Puis vient la véritable troisième mi-temps, celle où les visages marqués retrouvent le sourire. Marco était au front au sens propre. Chez Dassault, la douche se fait en deux temps : le Rafale a sa dame, une roquette sous ses ailes, et après les vestiaires, cap sur “le trou”, quartier général des guerriers du jour. Au milieu de tout cela, l’incontournable, Jacquouille. Notre doyen, notre intendant, celui qui nourrit les troupes sans jamais compter son temps. Inusable le bougre. Toujours là avant les autres, toujours là après tout le monde. Et cette fois encore, il était venu accompagné du fils et de son petit-fils. Les trous se suivent et se ressemblent. Preuve que chez les Archiball, le rugby dépasse largement les lignes du terrain. C’était aussi sans compter, dans le brouhaha de la réception, le solennel, l’inattendu attendu, l’arrivée de notre Président. Les castors quand ils sont heureux chantent ! Un accueil comme il se doigt : un te deum chaleureux et rugueux. Le solide respecte le solide. Ici, un chef ne traverse pas le vestiaire dans l’indifférence. Sur les tables apparaissent alors des entremets délicats, pendant que s’annonce déjà la Morue à venir, promesse de futures batailles festives. Piou, fidèle à lui-même, entonne son aboie amical. Les castors heureux chantent (voire plus haut, il faut suivre…), musique de meute qui tient autant du chant de guerre que de la fraternité arrosée. Sent donc le mien ne veut rien dire sans l’image ! Le repas s’installe : rillettes, taboulé, rôti, haricots. Cuisine simple, efficace, de celle qui répare les corps cabossés. Puis vient l’instant improbable : un lancer d’assiette dont le nez de JB gardera la trace. Le Tarbais, arbitre du jour, se révélera d’ailleurs bien meilleur arbitre que lanceur un comble. Mais comme l’aurait résumé Perdigue avec une rhétorique tranchante : « Sans nez, JB l’aurait prise en pleine gueule… con se le dise ! »

Alors viennent les discours. Les mots du Fazouze. Les mots des pilotes d’en face. Des paroles qui sentent autant le vestiaire que les pistes d’aviation. La parole est une prise de hauteur. L’ambiance monte un peu plus autour d’un bon camembert, du gâteau basque et du café — What else ? Luigi a enlevé son casque troqué pour des oreillettes vissées comme un DJ des fins de combats. Il sort son Julio qui accompagne la soirée comme un béret sur la tête de Pépé : de travers, mais parfaitement à sa place.

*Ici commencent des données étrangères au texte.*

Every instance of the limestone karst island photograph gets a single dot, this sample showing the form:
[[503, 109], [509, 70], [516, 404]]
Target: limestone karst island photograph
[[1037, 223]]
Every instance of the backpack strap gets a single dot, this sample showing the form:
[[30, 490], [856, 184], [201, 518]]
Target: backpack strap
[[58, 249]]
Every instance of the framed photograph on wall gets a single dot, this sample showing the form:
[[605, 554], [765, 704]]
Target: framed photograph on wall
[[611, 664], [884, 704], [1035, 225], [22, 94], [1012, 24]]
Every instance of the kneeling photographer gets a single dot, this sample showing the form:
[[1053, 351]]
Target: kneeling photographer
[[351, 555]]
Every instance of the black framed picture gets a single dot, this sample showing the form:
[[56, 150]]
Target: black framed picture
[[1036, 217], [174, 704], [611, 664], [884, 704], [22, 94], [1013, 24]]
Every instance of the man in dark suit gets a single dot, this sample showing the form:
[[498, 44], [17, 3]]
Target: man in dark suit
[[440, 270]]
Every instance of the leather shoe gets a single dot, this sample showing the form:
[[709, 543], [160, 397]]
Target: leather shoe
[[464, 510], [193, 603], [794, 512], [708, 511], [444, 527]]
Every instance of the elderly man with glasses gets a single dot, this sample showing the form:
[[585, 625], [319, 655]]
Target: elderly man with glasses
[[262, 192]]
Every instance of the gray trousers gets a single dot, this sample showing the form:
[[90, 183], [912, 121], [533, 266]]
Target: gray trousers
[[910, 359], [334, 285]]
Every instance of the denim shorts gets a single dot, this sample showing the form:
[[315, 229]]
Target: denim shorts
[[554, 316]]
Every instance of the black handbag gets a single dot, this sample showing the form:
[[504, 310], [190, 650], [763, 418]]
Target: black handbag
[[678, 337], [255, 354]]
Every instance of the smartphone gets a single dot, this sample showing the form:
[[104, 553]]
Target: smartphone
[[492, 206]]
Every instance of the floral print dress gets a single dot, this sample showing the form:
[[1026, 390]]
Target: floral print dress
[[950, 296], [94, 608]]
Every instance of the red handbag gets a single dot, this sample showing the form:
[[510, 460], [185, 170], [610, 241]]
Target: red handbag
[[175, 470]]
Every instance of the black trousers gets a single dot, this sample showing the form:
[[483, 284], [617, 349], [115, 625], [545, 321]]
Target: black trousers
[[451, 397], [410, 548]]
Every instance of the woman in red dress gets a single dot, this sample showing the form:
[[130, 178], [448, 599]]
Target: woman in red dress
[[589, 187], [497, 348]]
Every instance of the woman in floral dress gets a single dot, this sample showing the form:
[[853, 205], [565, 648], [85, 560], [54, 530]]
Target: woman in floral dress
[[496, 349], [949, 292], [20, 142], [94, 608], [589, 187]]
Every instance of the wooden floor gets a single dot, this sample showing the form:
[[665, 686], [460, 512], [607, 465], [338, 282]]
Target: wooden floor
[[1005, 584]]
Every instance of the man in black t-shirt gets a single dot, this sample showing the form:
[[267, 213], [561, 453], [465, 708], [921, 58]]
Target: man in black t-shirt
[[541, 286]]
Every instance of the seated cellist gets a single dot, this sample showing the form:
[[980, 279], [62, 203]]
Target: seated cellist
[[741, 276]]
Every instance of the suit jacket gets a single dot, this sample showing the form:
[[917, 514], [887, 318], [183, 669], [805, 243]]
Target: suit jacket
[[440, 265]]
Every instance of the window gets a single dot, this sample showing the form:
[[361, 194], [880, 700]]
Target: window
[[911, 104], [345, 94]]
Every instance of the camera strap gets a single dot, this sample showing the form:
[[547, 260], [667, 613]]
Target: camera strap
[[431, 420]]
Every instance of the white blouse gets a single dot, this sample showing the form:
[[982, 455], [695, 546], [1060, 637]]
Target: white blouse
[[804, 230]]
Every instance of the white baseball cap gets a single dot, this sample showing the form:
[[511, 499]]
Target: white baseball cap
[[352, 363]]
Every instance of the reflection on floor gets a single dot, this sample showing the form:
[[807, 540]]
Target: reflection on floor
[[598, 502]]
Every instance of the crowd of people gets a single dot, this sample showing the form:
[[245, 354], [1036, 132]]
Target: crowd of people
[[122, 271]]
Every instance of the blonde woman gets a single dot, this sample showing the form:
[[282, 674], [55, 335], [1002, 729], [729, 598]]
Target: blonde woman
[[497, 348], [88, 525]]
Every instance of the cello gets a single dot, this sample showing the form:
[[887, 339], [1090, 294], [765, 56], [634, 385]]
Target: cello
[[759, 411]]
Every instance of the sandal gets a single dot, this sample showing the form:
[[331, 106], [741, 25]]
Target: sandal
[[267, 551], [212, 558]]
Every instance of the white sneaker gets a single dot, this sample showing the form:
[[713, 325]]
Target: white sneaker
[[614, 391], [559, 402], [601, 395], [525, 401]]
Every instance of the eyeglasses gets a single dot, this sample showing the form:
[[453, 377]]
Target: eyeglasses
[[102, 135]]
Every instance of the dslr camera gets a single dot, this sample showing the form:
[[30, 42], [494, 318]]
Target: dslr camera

Les Castors, toujours combattifs, travaillent déjà leurs barrages à venir. Pas à dire il fallait cette troisième mi-temps ! Juju, lui, a déjà repris ses notes.

Les voix se dissipent peu à peu dans le trou, les verres se vident, avec les corps armés d’une douce et bonne fatigue. Ce quelque chose énergisant qui pousse à viser les étoiles. Flexion!… Liez!… JEU!

Les hauteurs du trou s’ouvrent dans la remonte au couloir de la nuit. Quelque part entre les nouvelles rues éclairées de la ville et les rêves de futures cabosses de matchs à venir. Et dans la nuit qui tombe, chacun sait déjà qu’il reviendra.